Engagement politique et syndical
Son parcours politique débute en 1946 lorsqu'elle rejoint l'Union mandingue. Après sa rencontre avec Sékou Touré, alors syndicaliste PTT, elle adhère au Rassemblement démocratique africain (RDA) en décembre 1947. Son engagement politique s'intensifie au fil des années, particulièrement après l'indépendance de la Guinée en 1958.

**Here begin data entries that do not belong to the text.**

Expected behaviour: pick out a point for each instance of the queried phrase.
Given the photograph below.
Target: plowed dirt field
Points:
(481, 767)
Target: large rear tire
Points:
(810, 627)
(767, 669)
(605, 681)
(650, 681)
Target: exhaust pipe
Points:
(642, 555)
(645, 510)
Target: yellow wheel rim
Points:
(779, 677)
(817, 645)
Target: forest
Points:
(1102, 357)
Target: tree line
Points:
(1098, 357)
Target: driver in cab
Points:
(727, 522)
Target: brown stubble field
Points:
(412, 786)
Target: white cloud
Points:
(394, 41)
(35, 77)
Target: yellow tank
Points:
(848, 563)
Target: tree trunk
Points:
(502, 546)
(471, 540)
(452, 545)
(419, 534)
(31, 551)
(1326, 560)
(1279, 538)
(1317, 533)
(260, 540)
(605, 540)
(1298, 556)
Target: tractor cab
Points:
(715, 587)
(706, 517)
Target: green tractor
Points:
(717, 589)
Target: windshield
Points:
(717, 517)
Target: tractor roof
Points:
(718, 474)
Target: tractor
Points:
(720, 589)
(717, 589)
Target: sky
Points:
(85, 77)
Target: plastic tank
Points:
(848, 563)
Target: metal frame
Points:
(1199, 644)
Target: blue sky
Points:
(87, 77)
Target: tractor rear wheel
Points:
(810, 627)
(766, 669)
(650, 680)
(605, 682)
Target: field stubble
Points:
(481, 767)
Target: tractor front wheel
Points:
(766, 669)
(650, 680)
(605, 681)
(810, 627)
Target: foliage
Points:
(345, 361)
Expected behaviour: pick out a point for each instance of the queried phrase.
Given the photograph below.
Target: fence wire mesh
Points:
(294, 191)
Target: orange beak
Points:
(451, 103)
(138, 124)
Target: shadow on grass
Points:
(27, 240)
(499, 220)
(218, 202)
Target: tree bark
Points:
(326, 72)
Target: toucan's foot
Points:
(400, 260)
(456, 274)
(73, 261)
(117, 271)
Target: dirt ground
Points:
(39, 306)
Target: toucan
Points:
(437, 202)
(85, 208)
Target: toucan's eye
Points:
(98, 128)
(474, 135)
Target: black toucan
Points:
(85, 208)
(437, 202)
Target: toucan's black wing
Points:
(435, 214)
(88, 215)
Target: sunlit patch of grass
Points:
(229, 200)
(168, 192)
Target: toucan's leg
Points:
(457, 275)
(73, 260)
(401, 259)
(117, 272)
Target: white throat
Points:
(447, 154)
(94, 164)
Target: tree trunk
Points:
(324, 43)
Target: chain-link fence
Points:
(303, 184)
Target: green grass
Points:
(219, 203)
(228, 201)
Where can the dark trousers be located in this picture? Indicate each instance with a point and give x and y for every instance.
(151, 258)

Sa carrière politique connaît une ascension remarquable :
1968 : Élection comme députée au Parlement guinéen
1971 : Entrée au comité central puis au bureau politique du Parti démocratique guinéen
1972-1976 : Représentante permanente de la Guinée aux Nations unies
1976 : Nomination comme ministre des Affaires Sociales
Activisme international
L'engagement de Jeanne Martin Cissé pour les causes panafricaines et féministes se manifeste à travers plusieurs rôles cruciaux :
1962-1974 : Secrétaire générale de la Conférence des femmes africaines
1963-1969 : Représentante guinéenne à la Commission de la condition de la femme de l'ONU
1972 : Première femme à présider le Conseil de sécurité des Nations unies
1974 : Présidente du Comité spécial contre l'apartheid des Nations unies
Son action diplomatique est particulièrement remarquable dans la lutte contre l'apartheid, multipliant les déplacements internationaux pour soutenir l'ANC et dénoncer le régime sud-africain.
Épreuves et résilience
La vie de Jeanne Martin Cissé est aussi marquée par des épreuves personnelles et politiques. Elle perd son premier mari, Mohamed Camara, dans un accident de voiture en 1946. Son second époux, Ansoumane Touré, meurt en détention au camp Boiro en 1971. Après la mort de Sékou Touré en 1984, elle est elle-même emprisonnée pendant treize mois avant d'être libérée sans charges. Ces expériences douloureuses ne l'empêchent pas de poursuivre son engagement pour les causes qui lui tiennent à cœur.
Publications
Son autobiographie, "La fille du Milo", publiée en 2009 aux Éditions Présence Africaine, constitue un témoignage précieux sur son parcours et l'histoire de la Guinée, même si elle choisit de ne pas se prononcer sur le régime de Sékou Touré.
Prix et reconnaissances
1975 : Prix Lénine international pour le renforcement de la paix entre les nations
2002 : Ordre des Compagnons de O.R. Tambo en argent, décerné par le président sud-africain pour sa contribution à la lutte contre l'apartheid
Vie privée
Jeanne Martin Cissé a été mariée deux fois : d'abord à Mohamed Camara en 1946, puis à Ansoumane Touré en 1948. Mère de six enfants, elle a su concilier vie familiale et engagements politiques dans un contexte souvent difficile.
Conclusion
Décédée le 21 février 2017 à Conakry, Jeanne Martin Cissé laisse l'héritage d'une femme qui a brisé de nombreux plafonds de verre, ouvrant la voie à des générations de femmes africaines en politique. Son parcours exceptionnel, de l'école de Rufisque aux plus hautes instances internationales, illustre l'émergence des femmes africaines sur la scène politique mondiale et leur contribution à la lutte pour l'égalité et la justice. Figure de proue du panafricanisme et du combat pour les droits des femmes, elle incarne la résilience et l'engagement des femmes africaines dans la construction de leurs nations et la défense des droits humains.